Я их с земли, как подаянье, поднял,

как птенчика, достал из-под стрехи,

и записал, и, в общем-то, не понял,

что это были лучшие стихи.

 

Мне дар скупою меркою отмерен,

хотя слова подсказывает Бог.

Не то чтобы я в этом был уверен,

но сам бы их найти едва ли смог.

 

Из грязи я не пробиваюсь в князи

и знаю: ненадёжна эта нить, −

но плохо сплю и жду сеанса связи −

авось, смогу хоть что-то сохранить.

 

Караван

 

Не древние ладьи, норвежские драккары −

куда южней: жара, и ни воды, ни льда.

Верблюжий караван ползёт в песках Сахары,

где солнца синий спрут и небо, как слюда.

 

Здесь нет границ, здесь путь – к колодцу от колодца,

а то, что в бурдюках, − отмеренный литраж.

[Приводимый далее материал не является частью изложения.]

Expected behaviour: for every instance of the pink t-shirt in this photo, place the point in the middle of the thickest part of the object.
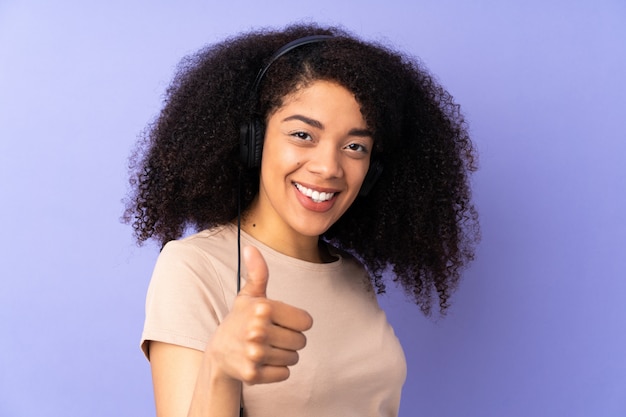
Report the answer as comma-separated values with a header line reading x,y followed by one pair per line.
x,y
352,365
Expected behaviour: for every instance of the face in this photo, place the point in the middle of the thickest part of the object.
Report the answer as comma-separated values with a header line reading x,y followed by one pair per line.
x,y
315,156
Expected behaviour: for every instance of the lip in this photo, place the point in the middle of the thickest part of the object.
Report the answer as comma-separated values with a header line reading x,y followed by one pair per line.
x,y
309,204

И кто посмел отстать, от стаи отколоться,

тот сгинул без следа, как ветер и мираж.

 

Слюна в цене – плевать на жизнь никто не смеет,

коль на зубах скрипит попавший в рот песок,

от жара и песка сознание немеет,

и щупальца свои вгоняет спрут в висок.

 

Взбираясь на бархан, ползёт теней семейка,

смущает сонный взгляд оптический дурман.

А ночью скорпион шуршит в песках, и змейка

ужалить норовит, забравшись в балаган.

 

Нагружены добром не зря верблюжьи спины,

но нет ни точных карт, ни подорожных схем.

И, кажется, уже не помнят бедуины,

куда их путь лежит и главное – зачем.

 

Ничтожный человек, отринь свою гордыню,

на солнце не смотри и небо из слюды.

Верблюжий караван форсирует пустыню,

а ветер и песок стирают все следы.

 

* * *

 

Покажется, что из непостижимой дали

махнёт оно платком, назначит рандеву…

Я руку протяну, но дотянусь едва ли, –

и ладно, и пускай, без счастья проживу!